I think we all agree but that using User as module name misleads you on my intention:

schema -> data description and validation
context -> data persistence
authorization module: authorization process
controller -> calls authorization module to authorize user
-> calls context to persist user

But imo this also means that there is absolutely not a single Repo.? call from controller and yes, most of the time, controllers are very light.

djm · April 25, 2020, 9:12am

I noticed I was repeating a lot of code by checking the repo for an existing entry before doing update operations.

I don’t know enough about your specific situation to say whether it would be helpful but are you aware of PostgreSQL’s UPSERT syntax? If it could help here then Ecto has nice support for it. If you’re doing anything more complex than “update record if it exists, else create a new one” then it won’t fit - but if it does, then pushing this check to the database level can be quite a nice way to solve the problem.

tjdam · April 28, 2020, 2:00pm

I think I probably went this road cause the application I’m workin on is API only, no controllers. I’m using GraphQL/Absinthe, and It doesn’t seem like it’s that the resolvers should be dealing with this kind of logic… but you do have a good point.
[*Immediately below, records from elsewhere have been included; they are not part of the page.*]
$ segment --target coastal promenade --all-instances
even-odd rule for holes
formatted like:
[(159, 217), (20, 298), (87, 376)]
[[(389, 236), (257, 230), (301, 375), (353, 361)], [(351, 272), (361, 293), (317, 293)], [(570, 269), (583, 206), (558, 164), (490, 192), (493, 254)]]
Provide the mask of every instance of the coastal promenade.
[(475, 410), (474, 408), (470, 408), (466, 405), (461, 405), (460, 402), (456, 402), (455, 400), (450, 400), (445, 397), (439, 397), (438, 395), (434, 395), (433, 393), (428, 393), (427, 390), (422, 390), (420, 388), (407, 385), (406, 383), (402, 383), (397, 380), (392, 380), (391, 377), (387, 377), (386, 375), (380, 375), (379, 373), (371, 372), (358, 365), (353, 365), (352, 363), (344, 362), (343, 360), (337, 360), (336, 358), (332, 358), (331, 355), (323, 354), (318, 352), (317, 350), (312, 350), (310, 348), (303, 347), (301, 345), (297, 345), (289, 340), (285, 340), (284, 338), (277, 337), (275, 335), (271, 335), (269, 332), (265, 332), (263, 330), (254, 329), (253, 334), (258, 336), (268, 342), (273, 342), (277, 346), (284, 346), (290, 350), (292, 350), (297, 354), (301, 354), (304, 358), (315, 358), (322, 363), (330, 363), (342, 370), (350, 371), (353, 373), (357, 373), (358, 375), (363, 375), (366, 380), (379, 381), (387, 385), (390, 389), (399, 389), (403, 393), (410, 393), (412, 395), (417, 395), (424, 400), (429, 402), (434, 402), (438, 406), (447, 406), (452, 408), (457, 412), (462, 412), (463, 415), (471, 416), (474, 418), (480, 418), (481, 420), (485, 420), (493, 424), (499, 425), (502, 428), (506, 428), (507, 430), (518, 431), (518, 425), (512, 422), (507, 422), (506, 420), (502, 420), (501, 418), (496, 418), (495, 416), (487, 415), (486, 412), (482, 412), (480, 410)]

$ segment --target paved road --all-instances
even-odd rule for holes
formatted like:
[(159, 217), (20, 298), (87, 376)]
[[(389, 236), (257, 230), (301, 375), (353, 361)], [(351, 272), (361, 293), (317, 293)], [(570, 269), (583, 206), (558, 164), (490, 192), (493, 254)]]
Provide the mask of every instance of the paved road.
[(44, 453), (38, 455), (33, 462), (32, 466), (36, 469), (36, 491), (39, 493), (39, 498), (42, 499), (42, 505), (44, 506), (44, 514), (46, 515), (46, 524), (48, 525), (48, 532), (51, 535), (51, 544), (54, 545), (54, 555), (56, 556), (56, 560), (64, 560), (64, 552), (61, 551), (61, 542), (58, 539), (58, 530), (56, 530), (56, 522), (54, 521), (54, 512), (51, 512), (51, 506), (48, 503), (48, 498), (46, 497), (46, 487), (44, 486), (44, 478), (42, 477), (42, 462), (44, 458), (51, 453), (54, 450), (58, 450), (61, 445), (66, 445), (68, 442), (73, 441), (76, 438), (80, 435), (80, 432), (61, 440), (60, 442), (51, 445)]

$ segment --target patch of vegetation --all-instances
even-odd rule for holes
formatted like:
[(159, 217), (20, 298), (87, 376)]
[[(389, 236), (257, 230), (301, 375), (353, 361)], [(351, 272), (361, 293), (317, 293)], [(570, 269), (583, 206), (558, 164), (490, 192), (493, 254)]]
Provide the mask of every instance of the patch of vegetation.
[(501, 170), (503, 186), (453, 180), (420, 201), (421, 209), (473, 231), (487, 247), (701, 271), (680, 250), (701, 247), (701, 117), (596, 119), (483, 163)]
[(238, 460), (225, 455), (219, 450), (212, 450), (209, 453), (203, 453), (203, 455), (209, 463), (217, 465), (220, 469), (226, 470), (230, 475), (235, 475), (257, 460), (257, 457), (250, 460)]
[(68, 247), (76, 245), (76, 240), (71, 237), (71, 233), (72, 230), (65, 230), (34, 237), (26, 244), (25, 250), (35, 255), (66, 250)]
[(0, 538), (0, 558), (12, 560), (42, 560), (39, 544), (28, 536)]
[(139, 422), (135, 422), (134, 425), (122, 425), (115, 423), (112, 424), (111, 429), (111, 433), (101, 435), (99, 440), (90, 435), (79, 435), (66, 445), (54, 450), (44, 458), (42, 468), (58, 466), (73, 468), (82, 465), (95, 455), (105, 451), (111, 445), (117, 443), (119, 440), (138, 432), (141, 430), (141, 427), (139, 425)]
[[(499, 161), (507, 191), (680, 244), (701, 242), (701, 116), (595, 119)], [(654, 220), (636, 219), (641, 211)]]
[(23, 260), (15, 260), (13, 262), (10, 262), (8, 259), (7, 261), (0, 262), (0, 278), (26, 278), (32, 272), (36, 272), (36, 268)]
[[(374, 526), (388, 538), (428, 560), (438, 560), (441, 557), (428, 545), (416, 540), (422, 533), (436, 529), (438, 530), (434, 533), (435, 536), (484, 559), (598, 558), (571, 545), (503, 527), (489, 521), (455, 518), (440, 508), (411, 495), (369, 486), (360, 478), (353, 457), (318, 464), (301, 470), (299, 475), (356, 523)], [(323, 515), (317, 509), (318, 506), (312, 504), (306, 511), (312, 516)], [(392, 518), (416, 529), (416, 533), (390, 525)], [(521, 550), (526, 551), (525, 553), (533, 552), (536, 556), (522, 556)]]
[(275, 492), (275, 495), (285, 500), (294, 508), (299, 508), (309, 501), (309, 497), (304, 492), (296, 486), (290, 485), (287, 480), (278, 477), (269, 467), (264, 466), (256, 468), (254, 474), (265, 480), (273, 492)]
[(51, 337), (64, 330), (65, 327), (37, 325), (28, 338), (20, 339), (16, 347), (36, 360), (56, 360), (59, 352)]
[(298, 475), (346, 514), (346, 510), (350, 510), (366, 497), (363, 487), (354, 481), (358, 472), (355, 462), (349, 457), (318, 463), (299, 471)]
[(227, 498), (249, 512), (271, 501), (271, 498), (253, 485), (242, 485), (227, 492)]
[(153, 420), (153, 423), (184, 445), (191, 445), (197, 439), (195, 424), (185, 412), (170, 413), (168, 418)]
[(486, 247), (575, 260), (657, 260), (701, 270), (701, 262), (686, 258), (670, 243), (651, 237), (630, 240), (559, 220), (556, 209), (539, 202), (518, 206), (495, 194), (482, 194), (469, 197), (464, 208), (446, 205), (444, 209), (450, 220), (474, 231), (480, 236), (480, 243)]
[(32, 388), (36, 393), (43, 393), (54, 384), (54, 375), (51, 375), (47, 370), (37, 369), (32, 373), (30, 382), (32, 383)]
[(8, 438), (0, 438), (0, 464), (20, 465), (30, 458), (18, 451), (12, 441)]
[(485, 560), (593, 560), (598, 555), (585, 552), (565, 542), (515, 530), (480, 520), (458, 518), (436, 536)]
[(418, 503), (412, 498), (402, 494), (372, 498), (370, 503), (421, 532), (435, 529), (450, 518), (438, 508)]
So, ideally, only the context should have access to the repo?
I can actually see the benefit of that…
In your previous answer, that save function, where would you put it in a Phoenix application?

polygonpusher · April 28, 2020, 5:33pm

Ah ok, that’s different. With Absinthe it is better off moving that to the context and in which case the context becomes the boundary.

And yeah only the context should have access to the repo. But, there are cases where the data loader breaks some of these conventions. That’s the tradeoff. Most of all of this stuff is really just about thinking about the domain and boundaries. “What if I swap out ecto with something else?”, “what if I swap out Absinthe with something else?”. Should that change your apps domain and API?